Video Screencast Help

PGP Verified Directory

Created: 13 Sep 2011 | 2 comments


We currently use a PGP server to process our emails, this all works fine for a user that is added by an administrator into external users.  When a user is added via the Verified Directory and an email is sent out PGP desktop gives an error stating that it cannot find a key.  Could this be down to PGP not looking in the verified directory for these keys?  When looking on the PGP Universal Server GUI I can see the users and keys in there.

Can anyone shed any light on this?


Comments 2 CommentsJump to latest comment

jjpenney's picture

Do you have version 3.x? If so, can you check the rule that these messages are hitting (most likely to be either the 'Always Encrypt Sensitive Messages' rule or the 'Send Message' rule), and take a look at the 'Actions' section. I'd imagine that you have the 'require verified key' option enabled. You should disable this to allow encryption to the VKD users.

I believe this is actually fixed in 3.2.0, so you should consider upgrading.

bnilsson's picture

Acctually, the rule that encrypts in all cases, is the last in the final chain (Outbound: Server Only in this case as the chain, and Send Message as the rule).
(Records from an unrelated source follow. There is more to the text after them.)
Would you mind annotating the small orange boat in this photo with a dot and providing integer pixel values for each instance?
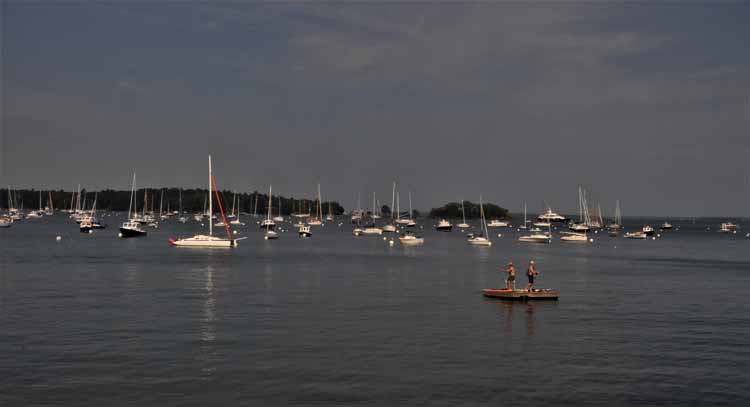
(522, 295)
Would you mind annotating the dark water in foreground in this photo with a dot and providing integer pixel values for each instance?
(336, 320)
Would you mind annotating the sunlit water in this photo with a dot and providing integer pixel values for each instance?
(340, 320)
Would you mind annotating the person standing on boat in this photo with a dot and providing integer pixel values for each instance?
(531, 273)
(511, 270)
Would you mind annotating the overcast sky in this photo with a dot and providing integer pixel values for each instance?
(648, 104)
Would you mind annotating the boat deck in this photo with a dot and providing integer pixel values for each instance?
(522, 295)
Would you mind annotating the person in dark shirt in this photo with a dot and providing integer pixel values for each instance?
(531, 273)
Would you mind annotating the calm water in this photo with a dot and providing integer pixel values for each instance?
(338, 320)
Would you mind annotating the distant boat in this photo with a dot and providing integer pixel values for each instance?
(617, 221)
(574, 237)
(636, 235)
(209, 241)
(497, 224)
(410, 239)
(483, 238)
(463, 224)
(550, 216)
(269, 223)
(304, 230)
(132, 228)
(444, 226)
(727, 227)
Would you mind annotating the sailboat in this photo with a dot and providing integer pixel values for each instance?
(329, 217)
(617, 221)
(209, 240)
(463, 224)
(280, 218)
(182, 218)
(317, 219)
(526, 222)
(131, 228)
(583, 214)
(268, 223)
(236, 221)
(390, 227)
(483, 238)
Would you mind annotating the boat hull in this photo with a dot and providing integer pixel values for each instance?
(126, 232)
(521, 295)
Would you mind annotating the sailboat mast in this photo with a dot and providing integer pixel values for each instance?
(210, 201)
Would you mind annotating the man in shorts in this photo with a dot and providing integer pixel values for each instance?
(531, 273)
(511, 270)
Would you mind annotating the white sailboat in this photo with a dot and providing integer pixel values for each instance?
(463, 224)
(209, 240)
(131, 228)
(317, 220)
(483, 238)
(268, 223)
(390, 227)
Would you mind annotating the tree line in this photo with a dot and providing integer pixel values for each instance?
(193, 201)
(453, 210)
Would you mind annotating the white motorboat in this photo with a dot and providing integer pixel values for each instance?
(410, 239)
(536, 238)
(305, 230)
(209, 240)
(636, 235)
(551, 216)
(270, 235)
(727, 227)
(372, 231)
(444, 226)
(497, 224)
(574, 237)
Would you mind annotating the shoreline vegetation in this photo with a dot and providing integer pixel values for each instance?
(193, 200)
(452, 210)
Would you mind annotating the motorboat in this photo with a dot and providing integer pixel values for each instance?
(536, 238)
(410, 239)
(574, 237)
(444, 226)
(304, 231)
(727, 227)
(551, 216)
(372, 231)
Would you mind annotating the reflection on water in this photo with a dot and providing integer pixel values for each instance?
(525, 310)
(208, 323)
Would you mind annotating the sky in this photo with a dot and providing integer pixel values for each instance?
(644, 103)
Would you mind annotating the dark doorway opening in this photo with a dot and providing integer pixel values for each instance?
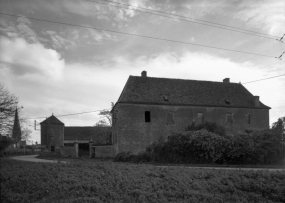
(83, 149)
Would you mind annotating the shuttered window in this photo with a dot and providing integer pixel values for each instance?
(200, 118)
(229, 118)
(147, 117)
(169, 118)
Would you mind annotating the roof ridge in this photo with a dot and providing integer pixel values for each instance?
(184, 79)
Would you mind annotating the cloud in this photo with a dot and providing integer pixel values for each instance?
(85, 87)
(30, 58)
(267, 15)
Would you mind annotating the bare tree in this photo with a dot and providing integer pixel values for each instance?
(8, 105)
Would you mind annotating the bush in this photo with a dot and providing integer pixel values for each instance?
(210, 126)
(202, 146)
(124, 157)
(129, 157)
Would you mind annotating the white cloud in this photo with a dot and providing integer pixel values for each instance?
(267, 15)
(25, 58)
(86, 87)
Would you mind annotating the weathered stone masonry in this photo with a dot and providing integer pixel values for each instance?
(150, 108)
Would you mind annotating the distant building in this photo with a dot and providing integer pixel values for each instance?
(149, 108)
(76, 141)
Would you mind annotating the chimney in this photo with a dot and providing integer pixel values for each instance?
(144, 74)
(256, 101)
(226, 80)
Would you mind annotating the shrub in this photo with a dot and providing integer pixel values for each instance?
(124, 157)
(202, 146)
(209, 126)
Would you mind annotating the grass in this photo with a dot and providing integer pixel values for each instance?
(90, 181)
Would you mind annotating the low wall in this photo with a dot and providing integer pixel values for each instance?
(103, 151)
(67, 151)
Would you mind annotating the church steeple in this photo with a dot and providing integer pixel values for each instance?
(16, 133)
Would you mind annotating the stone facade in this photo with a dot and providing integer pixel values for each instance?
(132, 133)
(73, 140)
(149, 109)
(52, 133)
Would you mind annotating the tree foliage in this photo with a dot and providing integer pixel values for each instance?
(8, 104)
(208, 143)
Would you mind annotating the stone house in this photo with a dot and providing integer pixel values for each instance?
(149, 108)
(74, 140)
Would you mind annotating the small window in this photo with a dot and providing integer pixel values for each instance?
(114, 117)
(147, 116)
(170, 118)
(248, 118)
(229, 118)
(200, 118)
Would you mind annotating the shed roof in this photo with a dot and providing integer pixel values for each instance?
(52, 120)
(166, 91)
(99, 135)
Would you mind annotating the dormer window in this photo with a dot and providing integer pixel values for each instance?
(227, 101)
(147, 116)
(165, 98)
(169, 118)
(229, 118)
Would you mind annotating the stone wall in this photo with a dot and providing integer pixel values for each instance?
(67, 151)
(52, 135)
(105, 151)
(132, 133)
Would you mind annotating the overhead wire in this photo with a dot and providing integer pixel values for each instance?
(183, 95)
(198, 21)
(72, 114)
(138, 35)
(263, 79)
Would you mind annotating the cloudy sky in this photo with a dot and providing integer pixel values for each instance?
(63, 69)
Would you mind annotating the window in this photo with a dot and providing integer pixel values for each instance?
(229, 118)
(248, 118)
(147, 116)
(200, 118)
(170, 118)
(114, 117)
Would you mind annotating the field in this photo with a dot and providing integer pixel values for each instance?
(120, 182)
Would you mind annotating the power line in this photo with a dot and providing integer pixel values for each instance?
(183, 95)
(72, 114)
(226, 27)
(263, 79)
(138, 35)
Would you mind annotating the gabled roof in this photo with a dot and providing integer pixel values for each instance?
(166, 91)
(52, 120)
(99, 135)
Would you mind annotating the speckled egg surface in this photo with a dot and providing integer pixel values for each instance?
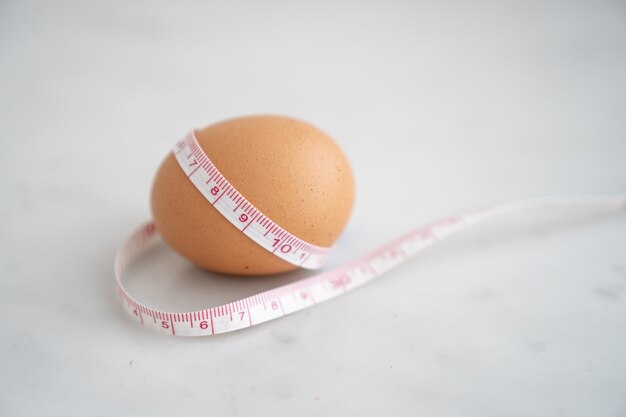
(290, 170)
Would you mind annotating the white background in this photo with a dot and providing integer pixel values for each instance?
(446, 105)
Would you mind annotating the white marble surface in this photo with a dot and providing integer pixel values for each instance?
(465, 104)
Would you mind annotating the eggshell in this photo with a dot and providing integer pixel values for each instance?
(290, 170)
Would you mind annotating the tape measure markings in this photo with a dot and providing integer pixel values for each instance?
(289, 298)
(240, 212)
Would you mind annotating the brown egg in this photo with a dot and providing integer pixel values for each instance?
(291, 171)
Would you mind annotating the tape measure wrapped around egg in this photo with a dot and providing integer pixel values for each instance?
(288, 172)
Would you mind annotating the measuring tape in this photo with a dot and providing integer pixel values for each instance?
(305, 293)
(240, 212)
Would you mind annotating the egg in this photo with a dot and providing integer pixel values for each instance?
(291, 171)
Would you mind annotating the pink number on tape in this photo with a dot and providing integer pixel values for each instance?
(287, 299)
(242, 213)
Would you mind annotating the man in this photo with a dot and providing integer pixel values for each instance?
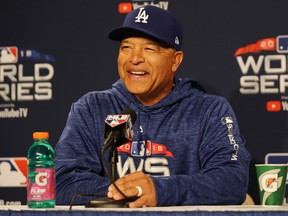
(193, 151)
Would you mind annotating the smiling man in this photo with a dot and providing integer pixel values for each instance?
(182, 151)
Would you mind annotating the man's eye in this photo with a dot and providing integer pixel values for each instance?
(125, 47)
(151, 49)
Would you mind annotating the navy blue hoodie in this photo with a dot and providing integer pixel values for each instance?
(189, 143)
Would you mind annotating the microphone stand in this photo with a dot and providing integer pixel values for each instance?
(106, 202)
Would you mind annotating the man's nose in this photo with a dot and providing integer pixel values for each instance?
(137, 56)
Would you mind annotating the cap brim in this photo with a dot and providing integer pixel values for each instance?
(120, 33)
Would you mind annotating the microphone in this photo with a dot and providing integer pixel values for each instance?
(119, 129)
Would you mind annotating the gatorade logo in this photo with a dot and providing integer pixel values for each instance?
(269, 182)
(41, 179)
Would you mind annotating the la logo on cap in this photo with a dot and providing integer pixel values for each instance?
(141, 17)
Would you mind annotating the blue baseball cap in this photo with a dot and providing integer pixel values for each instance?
(151, 22)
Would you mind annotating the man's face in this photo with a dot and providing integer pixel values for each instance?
(147, 69)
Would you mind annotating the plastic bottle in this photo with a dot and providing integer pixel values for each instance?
(41, 173)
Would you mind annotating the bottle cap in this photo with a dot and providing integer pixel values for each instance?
(41, 135)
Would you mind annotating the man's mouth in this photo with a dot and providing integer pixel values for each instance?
(137, 73)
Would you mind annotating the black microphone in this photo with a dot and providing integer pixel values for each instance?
(119, 129)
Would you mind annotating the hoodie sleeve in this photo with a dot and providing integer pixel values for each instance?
(77, 159)
(223, 174)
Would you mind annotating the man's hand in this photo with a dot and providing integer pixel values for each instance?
(127, 185)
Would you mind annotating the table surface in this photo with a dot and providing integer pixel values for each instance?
(244, 208)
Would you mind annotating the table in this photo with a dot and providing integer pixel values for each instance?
(256, 210)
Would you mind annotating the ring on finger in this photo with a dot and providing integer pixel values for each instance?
(140, 191)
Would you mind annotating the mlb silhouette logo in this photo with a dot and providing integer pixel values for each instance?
(8, 55)
(13, 172)
(139, 149)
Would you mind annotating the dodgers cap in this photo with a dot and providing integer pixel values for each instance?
(152, 22)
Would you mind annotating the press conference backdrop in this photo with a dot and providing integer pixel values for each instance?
(52, 52)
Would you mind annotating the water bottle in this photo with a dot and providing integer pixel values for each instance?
(41, 173)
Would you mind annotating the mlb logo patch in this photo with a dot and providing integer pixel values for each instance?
(13, 172)
(139, 149)
(8, 55)
(115, 120)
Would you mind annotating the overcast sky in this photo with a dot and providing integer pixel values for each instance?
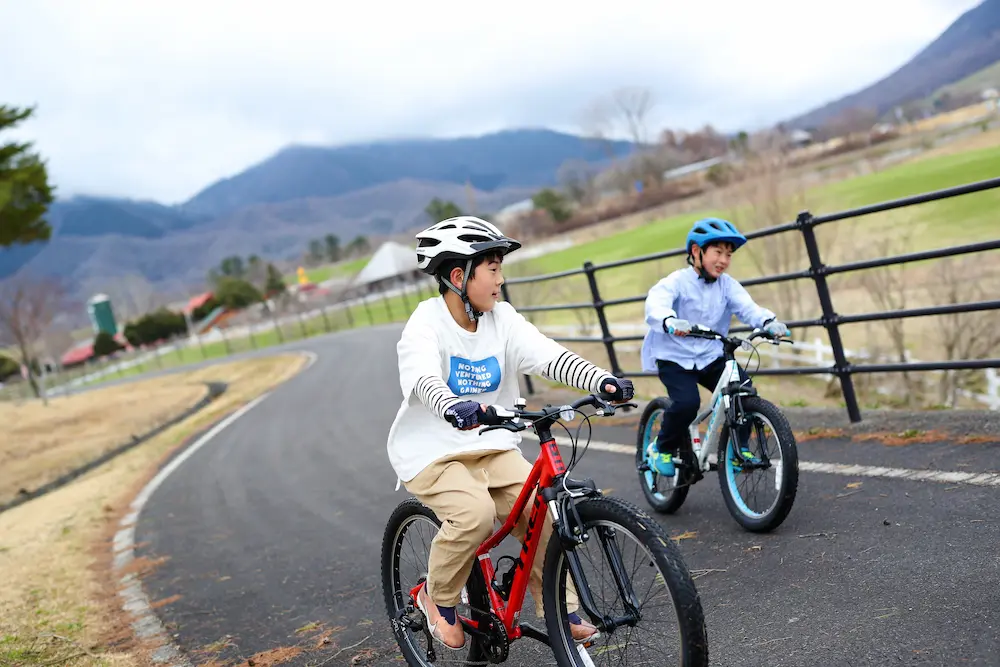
(156, 100)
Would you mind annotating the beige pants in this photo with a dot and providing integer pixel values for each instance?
(468, 492)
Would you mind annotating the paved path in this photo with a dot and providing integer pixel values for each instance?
(277, 524)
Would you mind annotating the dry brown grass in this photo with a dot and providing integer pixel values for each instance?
(59, 602)
(46, 441)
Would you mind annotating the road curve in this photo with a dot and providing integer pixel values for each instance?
(277, 524)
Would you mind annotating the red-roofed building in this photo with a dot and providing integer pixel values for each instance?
(196, 302)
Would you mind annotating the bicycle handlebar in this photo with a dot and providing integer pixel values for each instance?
(699, 331)
(498, 416)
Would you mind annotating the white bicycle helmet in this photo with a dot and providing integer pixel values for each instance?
(462, 237)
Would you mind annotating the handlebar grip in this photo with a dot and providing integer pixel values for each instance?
(495, 415)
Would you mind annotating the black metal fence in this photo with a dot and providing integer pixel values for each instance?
(805, 224)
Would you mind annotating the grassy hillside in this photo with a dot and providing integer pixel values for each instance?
(969, 217)
(988, 77)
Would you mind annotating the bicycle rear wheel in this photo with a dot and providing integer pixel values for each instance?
(670, 613)
(405, 549)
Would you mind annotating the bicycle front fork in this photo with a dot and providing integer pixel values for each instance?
(569, 527)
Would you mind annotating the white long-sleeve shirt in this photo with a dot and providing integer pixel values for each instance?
(441, 364)
(684, 295)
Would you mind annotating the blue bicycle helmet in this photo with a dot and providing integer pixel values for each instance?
(707, 230)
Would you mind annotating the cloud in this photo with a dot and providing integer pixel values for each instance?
(156, 100)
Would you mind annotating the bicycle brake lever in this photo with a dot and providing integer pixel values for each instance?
(513, 428)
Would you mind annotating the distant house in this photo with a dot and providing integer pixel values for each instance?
(393, 263)
(693, 168)
(799, 138)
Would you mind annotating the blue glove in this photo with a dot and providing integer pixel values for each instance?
(464, 415)
(775, 328)
(624, 391)
(676, 327)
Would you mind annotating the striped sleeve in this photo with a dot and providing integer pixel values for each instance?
(435, 394)
(571, 369)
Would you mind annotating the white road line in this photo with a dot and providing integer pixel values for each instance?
(944, 476)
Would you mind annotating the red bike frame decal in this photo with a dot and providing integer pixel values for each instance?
(548, 464)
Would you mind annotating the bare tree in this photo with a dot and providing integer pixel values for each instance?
(962, 335)
(27, 307)
(632, 105)
(623, 112)
(577, 177)
(889, 289)
(769, 196)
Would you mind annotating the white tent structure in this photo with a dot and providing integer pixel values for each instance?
(392, 263)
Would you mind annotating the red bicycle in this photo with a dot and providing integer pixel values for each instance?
(491, 601)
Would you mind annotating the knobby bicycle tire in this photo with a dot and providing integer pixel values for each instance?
(789, 468)
(412, 646)
(668, 560)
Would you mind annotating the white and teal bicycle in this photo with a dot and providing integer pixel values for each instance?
(747, 440)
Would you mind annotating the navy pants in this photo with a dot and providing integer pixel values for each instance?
(682, 388)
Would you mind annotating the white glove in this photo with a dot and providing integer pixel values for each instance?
(676, 327)
(776, 329)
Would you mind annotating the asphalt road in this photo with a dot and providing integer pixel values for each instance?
(277, 524)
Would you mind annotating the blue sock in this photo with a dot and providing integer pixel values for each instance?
(448, 613)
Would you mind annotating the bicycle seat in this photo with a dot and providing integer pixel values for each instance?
(580, 484)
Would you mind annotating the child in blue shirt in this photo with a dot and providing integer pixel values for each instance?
(701, 294)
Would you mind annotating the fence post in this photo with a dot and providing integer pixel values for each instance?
(609, 342)
(527, 378)
(817, 270)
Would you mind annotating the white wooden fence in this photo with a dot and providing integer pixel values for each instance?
(805, 353)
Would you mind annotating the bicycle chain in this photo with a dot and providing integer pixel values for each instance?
(460, 661)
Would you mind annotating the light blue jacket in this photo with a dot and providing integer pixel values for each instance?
(684, 295)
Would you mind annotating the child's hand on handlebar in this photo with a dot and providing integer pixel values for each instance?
(676, 327)
(617, 390)
(776, 329)
(466, 415)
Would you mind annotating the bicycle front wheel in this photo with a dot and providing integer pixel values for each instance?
(664, 494)
(405, 550)
(759, 492)
(659, 618)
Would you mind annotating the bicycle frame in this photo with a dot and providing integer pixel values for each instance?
(718, 405)
(546, 475)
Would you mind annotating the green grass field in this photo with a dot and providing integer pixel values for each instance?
(340, 270)
(960, 219)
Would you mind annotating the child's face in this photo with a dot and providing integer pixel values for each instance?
(483, 287)
(715, 258)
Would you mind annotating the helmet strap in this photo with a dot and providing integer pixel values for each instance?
(699, 267)
(462, 293)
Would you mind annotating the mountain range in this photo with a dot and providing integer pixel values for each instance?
(302, 192)
(971, 43)
(381, 188)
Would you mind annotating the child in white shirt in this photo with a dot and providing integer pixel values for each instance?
(459, 353)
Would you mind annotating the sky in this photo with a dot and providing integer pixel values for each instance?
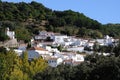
(104, 11)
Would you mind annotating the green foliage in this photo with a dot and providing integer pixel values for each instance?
(3, 36)
(22, 34)
(12, 67)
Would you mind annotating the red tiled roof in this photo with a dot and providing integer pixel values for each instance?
(37, 48)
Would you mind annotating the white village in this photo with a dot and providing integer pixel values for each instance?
(56, 48)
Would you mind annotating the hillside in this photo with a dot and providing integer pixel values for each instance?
(34, 16)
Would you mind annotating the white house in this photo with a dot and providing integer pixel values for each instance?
(80, 49)
(54, 62)
(35, 52)
(108, 40)
(78, 58)
(59, 38)
(11, 34)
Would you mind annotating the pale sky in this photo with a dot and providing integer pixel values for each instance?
(104, 11)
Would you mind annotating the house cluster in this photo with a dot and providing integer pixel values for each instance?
(70, 44)
(46, 44)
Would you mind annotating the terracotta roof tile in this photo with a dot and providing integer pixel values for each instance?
(37, 48)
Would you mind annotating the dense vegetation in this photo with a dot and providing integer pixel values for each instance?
(13, 67)
(95, 67)
(26, 19)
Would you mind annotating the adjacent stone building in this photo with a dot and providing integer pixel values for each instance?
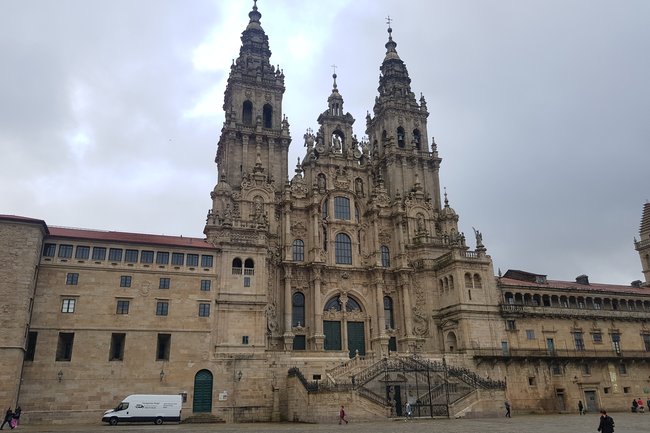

What you could do is to simply change that rule first of. Or add a own before it. But yes, the default rule chain setup has been "broken" since the 3.x releases, and partially fixed in 3.2, but not to (my) satisfaction.

The rule "Always Encrypt Sensitive Messages" should not hit in this case, since the sensitivity is not set per se (this is usually only something done within a MUA.

A simple and good troubleshooting tip is to add logging to each chain, to see how far you go.